Chanting and singing in favour of the IRA is ideal, in that context, because it’s generational: It’s the kind of thing that can reliably be expected to horrify the olds, and signal that your generation is new and cool and rebellious and different. Conveniently, it requires almost no work or effort, let alone anyone having to learn about the handling of explosives and timers, or risk getting themselves blown up by their own bombs. These bombs are entirely rhetorical – an overt two fingers to the generation that came before and, as you see it, messed up your life on you.

But it does rather sum up the exhausted nature of progressivism: In the past, youthful left wing rebellion was almost always forward-looking. Progressive rebellion almost always seeks to tear down the societal rules that older generations lived by: We went from free love, to gay love, to rebelling against religion, to fighting censorship, to fighting the very boundaries of gender.
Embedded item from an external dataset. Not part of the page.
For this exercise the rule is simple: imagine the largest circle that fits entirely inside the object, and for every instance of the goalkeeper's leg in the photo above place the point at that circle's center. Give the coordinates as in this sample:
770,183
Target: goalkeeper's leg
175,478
What’s left? Very little, is the answer, which leaves the younger depressed rebel at something of a loss.

That’s the progressive side. What about the nationalism?

The IRA as a proxy vehicle for Irish nationalist sentiment in the 2020’s is again, I’d argue, a function of necessity more than utility. The soccer team is in the pits. The Rugby team is successful, but so associated with middle class south Dublin values that it’s not even really nationalist to associate with it. If you want to pin your green ribbon on the heroes of 1916, and all that palaver, it’s a crowded field and you’ll have to rub shoulders with a preening Micheál Martin. Unlike the British, we have no World War Two heroics to hark back to, and unlike our revolutionary brethren in Palestine, no festering sore to pick at. Once you strip away the traditional modern outposts of national sentiment – soccer and war – you’re not left with much of anything, except the questionable heroics of the provisionals.

All of this, I think, explains the sudden popularity of the Wolfe Tones and the sudden youthful exuberance for provo rebel songs. It’s about rejecting the country they live in, without actually having to provide an alternative vision for the country they live in, since no such vision that appeals to them exists.

There is, of course, much to laugh at in all of this: The disaffected youth are living in a country that for most of the past thirty years has been governed almost entirely in the interests and in the tone of the disaffected youth. The boogeymen that once held sway have been swept away: The church is a husk. The political right is an echo. The big corporations are all rainbow-bedecked progressives, these days. Education has never been more freely available. Everywhere you turn, progressivism holds sway.

And yet, the youth are still upset, and can’t put their finger on why. So up the ra it is, because there’s nowhere left to go.